Il comitato Addiopizzo e lo Sportello di Solidarietà, rappresentati dagli avvocati Salvatore Caradonna, Salvatore Forello e Valerio D’Antoni li hanno accompagnati nel percorso di denuncia e lo faranno in quello processuale.
Ipotesi voto di scambio
L’udienza preliminare si sta svolgendo davanti al giudice Marco Gaeta. Fra coloro che rischiano il processo assieme a mafiosi ed estorsori del clan di Brancaccio c’è anche Francesco Lombardo, candidato al consiglio comunale alle elezioni amministrative del 12 giugno 2022, nella lista di Fratelli d’Italia. In concorso con Vincenzo Vella, della cosca di corso dei Mille, sono imputati per voto di scambio politico-mafioso.
Gli imputati
Il procuratore aggiunto Marzia Sabella ed i sostituti Francesca Mazzocco, Gaspare Spedale e Giacomo Brandini chiedono il rinvio a giudizio per Alessio Salvo Caruso (scampato all’agguato in cui fu ucciso Giancarlo Romano), Giuseppe Arduino, Giuseppe Chiarello, Damiano Corrao, Francesco Farina, Sebastiano Giordano, Antonio Mazzè, Settimo Turturella, Vincenzo Vella, Giovanni Iannitello e Giulio Matranga.

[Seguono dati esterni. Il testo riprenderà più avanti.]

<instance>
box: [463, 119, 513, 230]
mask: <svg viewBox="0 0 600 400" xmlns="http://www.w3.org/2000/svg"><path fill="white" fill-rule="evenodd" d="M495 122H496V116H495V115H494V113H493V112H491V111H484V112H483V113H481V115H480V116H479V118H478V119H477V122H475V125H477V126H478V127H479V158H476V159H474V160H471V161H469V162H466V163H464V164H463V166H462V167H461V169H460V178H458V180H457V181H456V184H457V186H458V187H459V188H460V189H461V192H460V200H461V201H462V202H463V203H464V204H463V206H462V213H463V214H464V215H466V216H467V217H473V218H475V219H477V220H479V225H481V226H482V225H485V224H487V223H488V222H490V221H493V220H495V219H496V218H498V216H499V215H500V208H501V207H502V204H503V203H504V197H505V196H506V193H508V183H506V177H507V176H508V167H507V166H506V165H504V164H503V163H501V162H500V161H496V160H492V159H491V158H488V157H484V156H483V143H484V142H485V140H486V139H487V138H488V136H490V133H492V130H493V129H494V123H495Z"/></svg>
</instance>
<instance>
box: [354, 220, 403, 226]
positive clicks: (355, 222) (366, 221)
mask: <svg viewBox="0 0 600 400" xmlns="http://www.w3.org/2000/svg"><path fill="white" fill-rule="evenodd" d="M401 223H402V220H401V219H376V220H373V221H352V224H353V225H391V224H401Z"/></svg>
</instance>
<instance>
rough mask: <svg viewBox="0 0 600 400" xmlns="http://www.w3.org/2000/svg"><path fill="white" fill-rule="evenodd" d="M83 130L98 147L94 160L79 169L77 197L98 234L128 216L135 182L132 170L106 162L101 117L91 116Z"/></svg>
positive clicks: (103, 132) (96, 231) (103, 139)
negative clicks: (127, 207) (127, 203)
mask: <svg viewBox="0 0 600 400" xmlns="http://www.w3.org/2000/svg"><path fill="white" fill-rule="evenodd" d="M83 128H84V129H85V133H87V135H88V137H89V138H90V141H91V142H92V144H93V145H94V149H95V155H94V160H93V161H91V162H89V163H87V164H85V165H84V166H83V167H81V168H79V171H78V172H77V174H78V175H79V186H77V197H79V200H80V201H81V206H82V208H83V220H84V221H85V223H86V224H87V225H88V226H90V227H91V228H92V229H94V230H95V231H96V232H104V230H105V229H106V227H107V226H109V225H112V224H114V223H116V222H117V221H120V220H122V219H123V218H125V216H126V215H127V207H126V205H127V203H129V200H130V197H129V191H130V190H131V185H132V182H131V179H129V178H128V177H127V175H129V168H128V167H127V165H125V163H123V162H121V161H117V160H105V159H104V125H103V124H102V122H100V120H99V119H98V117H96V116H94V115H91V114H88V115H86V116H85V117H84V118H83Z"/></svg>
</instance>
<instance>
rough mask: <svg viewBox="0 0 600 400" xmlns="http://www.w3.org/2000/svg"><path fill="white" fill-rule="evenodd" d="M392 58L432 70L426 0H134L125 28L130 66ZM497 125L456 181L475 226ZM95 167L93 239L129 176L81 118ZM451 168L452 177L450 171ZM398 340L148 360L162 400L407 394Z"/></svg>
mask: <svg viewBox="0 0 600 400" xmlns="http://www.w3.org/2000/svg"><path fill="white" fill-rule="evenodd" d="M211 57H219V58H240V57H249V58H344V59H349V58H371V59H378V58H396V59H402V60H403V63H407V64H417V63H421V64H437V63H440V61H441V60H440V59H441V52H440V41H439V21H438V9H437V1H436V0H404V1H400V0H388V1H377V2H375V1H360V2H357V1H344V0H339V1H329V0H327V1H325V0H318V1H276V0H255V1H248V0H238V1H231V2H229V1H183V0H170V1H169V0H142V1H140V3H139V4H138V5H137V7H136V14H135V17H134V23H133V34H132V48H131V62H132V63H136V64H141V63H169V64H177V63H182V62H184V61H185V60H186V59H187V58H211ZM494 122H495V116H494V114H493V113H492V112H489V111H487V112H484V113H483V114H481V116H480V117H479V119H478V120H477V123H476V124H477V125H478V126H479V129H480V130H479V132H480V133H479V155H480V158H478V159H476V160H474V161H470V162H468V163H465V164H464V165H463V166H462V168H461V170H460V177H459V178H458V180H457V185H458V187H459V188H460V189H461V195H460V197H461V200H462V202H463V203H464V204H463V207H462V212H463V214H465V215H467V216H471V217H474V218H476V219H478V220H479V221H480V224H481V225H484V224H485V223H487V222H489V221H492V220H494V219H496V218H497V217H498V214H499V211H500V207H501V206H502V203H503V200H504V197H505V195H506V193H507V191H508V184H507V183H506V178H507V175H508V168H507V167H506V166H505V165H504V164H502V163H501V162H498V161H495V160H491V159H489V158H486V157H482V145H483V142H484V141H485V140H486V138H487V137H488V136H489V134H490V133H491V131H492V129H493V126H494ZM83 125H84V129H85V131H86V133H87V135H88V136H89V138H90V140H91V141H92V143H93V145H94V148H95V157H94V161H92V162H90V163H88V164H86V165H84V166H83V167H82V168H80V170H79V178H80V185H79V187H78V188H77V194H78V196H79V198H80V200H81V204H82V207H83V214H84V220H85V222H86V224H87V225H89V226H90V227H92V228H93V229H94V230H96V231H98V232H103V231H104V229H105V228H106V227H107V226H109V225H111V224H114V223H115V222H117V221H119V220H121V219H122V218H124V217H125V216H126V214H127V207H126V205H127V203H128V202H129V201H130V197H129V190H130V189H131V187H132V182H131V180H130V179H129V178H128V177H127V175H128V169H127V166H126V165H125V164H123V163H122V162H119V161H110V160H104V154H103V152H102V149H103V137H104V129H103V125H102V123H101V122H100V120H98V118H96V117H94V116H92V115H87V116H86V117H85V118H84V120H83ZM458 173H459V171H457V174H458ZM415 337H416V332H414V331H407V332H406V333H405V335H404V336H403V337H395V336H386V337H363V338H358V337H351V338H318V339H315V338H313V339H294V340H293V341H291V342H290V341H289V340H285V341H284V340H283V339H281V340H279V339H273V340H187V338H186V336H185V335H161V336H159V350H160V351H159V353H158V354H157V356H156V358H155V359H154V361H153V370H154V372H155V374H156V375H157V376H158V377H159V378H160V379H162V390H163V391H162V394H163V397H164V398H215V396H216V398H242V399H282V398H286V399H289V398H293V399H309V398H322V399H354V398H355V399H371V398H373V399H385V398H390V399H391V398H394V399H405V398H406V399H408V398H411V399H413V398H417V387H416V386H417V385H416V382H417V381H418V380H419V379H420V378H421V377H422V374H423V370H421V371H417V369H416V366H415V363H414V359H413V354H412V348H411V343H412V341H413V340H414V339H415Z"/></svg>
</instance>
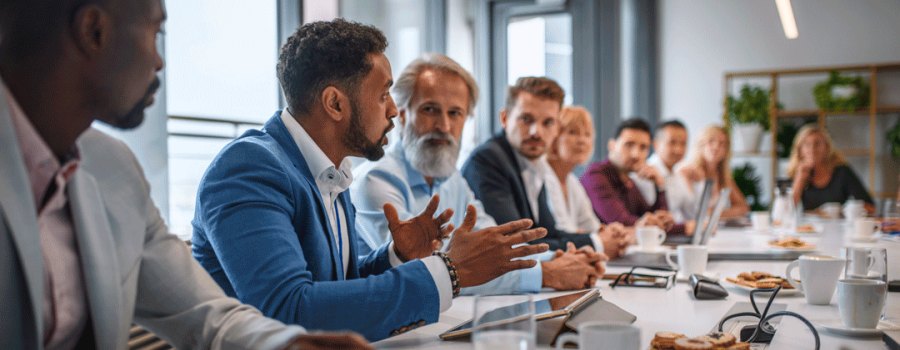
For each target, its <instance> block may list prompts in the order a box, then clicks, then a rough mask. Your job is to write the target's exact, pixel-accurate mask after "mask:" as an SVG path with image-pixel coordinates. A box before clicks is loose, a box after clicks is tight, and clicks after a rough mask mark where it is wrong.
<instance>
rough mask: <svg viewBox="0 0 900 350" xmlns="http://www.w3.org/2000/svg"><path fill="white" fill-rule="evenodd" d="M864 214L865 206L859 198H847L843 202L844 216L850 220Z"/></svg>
mask: <svg viewBox="0 0 900 350" xmlns="http://www.w3.org/2000/svg"><path fill="white" fill-rule="evenodd" d="M865 215H866V208H865V207H864V206H863V201H861V200H855V199H854V200H848V201H847V202H846V203H844V217H845V218H846V219H847V220H850V221H851V222H852V221H853V220H856V219H858V218H861V217H863V216H865Z"/></svg>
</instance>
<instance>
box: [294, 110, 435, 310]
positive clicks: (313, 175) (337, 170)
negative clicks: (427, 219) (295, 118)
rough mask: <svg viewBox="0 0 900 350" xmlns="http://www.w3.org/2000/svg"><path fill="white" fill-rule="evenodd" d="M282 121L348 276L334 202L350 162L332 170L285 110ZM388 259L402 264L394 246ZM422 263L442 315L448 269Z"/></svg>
mask: <svg viewBox="0 0 900 350" xmlns="http://www.w3.org/2000/svg"><path fill="white" fill-rule="evenodd" d="M281 121H282V122H284V126H285V127H286V128H287V129H288V133H290V134H291V138H293V139H294V142H295V143H297V147H298V148H300V152H301V153H302V154H303V157H304V158H306V165H307V166H309V170H310V172H311V173H312V174H313V176H314V177H315V178H316V186H318V188H319V193H320V194H321V195H322V202H323V203H324V204H325V210H326V212H327V213H328V219H329V224H330V225H331V231H332V232H334V235H335V237H334V240H335V242H336V243H337V242H341V249H342V252H343V253H342V256H341V259H342V265H343V268H344V276H347V265H348V264H349V261H350V244H351V242H350V239H349V236H348V232H349V230H348V229H347V218H346V215H345V213H344V208H343V207H341V206H340V205H335V203H336V200H337V197H338V195H339V194H340V193H341V192H344V191H346V190H347V189H348V188H349V187H350V184H351V183H352V182H353V173H352V172H351V168H352V167H353V164H352V163H353V162H352V161H351V160H350V159H348V158H344V160H343V161H341V165H340V167H338V168H335V166H334V163H333V162H332V161H331V160H330V159H328V156H326V155H325V152H324V151H322V149H321V148H320V147H319V145H318V144H316V142H315V141H314V140H313V139H312V137H310V136H309V133H307V132H306V129H304V128H303V126H301V125H300V123H298V122H297V120H296V119H294V117H293V116H292V115H291V113H290V112H288V110H287V109H284V110H282V111H281ZM335 209H337V212H335ZM338 224H340V230H339V229H338ZM354 225H355V223H354ZM391 244H393V243H391ZM388 256H389V260H390V262H391V266H394V267H396V266H399V265H401V264H403V261H401V260H400V258H399V257H397V254H396V253H395V252H394V247H393V246H391V247H390V248H388ZM421 260H422V262H423V263H424V264H425V267H426V268H428V272H429V273H430V274H431V277H432V278H433V279H434V284H435V287H437V290H438V294H439V295H440V299H441V300H440V305H441V312H444V311H446V310H447V309H449V308H450V306H451V305H452V304H453V285H452V283H451V282H450V273H449V272H448V270H447V265H446V264H444V260H443V259H442V258H440V257H436V256H429V257H427V258H424V259H421Z"/></svg>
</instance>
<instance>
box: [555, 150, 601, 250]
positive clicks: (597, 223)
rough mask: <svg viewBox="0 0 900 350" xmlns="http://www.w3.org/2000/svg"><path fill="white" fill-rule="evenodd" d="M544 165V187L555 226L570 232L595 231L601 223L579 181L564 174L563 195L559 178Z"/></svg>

Molti furono coinvolti nel blitz dello scorso marzo e i loro nomi si ripetono oggi che è finito in carcere Gaetano Savoca, accusato di essere il capomafia di Brancaccio.
Chiesto il rinvio per favoreggiamento anche per i commercianti Salvatore Messina, Giuseppe Lo Negro, Stefano Anzelmo: avrebbero negato di avere pagato il pizzo. Adesso rischiano di finire sotto accusa. Sempre a Brancaccio altri 31 commercianti sono già imputati.
La nota di Addiopizzo
“Se si vuole imprimere una svolta decisiva per superare fenomeni di criminalità organizzata ed estorsivi, occorre che la politica investa per risanare le profonde sacche di povertà e degrado che investono le sue periferie e che generano fenomeni di devianza e di illegalità diffusa – spiegano dal comitato Addiopizzo-. Territori e quartieri dove diritti fondamentali come quello alla casa, al lavoro, all’istruzione e alla salute restano un miraggio per molti”.
“Non ci si può più affidare soltanto al lavoro di magistrati e forze dell’ordine, ma è necessario che chi governa e amministra crei un’alternativa sociale ed economica a Cosa nostra che nelle periferie – conclude la nota – con le sue attività illecite, costituisce oramai un ammortizzatore sociale“.